U.S. midterm elections yield historic results
Last week, the United States was dragged to the right by the midterm elections as the majority for Democrats in the House of Representatives was lost. The Senate received some victorious Republican candidates as well who owe their allegiance to the ultraconservative Tea Party movement.
“The fact that the Republicans’ gain is not surprising, it would have been surprising if they didn’t gain. Just as the Democrats gained back in ‘06 when Bush was president,” said Laurier political science professor Barry Kay.
The expected victory of the Republicans in the House of Representatives and its progress in the Senate has not been totaled, but promises a significant restructuring of the legislature. Every indication leads to a hard era of co-operation on the part of the Obama administration.
What Kay highlighted is the size of the swing, especially in the House of Representatives. “I think that in addition to the normal out party phenomenon, sort of correcting and reacting to the President is the recession,” he added.
One of the main topics on the agenda for the next term will be to review the possible extension of tax breaks that former president George W. Bush handed down, primarily benefitting wealthier Americans.

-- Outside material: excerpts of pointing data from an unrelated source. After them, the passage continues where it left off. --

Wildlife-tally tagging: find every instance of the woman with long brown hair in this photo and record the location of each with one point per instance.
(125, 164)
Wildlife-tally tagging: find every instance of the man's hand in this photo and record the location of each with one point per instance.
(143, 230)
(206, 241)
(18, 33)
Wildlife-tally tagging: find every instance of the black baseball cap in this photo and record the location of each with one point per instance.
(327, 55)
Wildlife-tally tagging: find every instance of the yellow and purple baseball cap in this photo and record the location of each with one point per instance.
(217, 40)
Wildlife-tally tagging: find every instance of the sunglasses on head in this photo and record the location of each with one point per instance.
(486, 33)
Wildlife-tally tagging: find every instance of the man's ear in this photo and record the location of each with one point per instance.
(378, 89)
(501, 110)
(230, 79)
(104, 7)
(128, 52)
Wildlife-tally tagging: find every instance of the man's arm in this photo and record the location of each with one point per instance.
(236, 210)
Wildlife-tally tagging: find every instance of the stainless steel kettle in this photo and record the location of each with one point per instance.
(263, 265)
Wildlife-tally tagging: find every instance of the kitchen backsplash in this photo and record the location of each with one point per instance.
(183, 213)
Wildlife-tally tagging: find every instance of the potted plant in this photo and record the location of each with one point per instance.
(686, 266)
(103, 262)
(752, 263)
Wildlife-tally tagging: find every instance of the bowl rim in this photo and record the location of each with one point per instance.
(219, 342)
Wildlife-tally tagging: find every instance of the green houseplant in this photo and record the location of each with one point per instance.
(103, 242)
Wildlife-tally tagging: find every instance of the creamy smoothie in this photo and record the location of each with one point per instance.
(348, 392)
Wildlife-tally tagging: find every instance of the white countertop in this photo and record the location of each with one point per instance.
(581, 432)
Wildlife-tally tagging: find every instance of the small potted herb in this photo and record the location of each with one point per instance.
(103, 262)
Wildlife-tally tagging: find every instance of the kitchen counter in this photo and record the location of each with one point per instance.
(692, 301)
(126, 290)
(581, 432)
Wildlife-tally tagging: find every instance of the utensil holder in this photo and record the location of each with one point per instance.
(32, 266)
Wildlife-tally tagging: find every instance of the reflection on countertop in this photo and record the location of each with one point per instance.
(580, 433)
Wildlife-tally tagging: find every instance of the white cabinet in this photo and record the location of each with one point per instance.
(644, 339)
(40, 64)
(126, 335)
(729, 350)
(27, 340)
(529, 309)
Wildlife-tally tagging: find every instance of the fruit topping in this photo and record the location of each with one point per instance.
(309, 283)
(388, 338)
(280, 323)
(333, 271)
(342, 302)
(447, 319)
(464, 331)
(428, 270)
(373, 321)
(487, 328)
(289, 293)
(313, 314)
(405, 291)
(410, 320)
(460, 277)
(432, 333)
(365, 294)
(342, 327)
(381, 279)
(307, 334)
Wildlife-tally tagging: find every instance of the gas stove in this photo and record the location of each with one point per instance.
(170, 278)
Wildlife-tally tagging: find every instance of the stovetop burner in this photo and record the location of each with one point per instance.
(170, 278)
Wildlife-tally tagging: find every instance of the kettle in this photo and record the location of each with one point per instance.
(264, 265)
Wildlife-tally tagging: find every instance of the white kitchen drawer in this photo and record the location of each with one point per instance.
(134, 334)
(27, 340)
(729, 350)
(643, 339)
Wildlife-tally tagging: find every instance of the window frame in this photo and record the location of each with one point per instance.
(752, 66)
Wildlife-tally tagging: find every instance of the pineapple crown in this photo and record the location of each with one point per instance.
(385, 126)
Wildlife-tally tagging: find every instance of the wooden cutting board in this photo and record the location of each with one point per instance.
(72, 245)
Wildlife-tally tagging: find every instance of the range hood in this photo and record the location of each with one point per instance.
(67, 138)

The tax breaks come to an end later this year.
The issue will be a matter of great debate as the Grand Old Party maintains a position of keeping the tax cut package as it is. “[Republicans] are concerned about the deficit and they want to cut taxes at the same time and that’s just irreconcilable,” commented Kay.
The election results so far show a 60 seat loss for the Democrats in the House, with 187 seats, while 239 for the Republicans and nine still undecided.
In the Senate, the Democrats maintained 53 seats, with a loss of six, leaving the Republicans with 46 seats, one being yet undecided.
The Republicans’ gain of at least 60 more seats in the House to take control is the largest by either party since 1948, while they picked up six more seats in the Senate, putting them close to parity with the Democrats, who maintained a much smaller majority.
-Numbers taken as of print date from the BBC.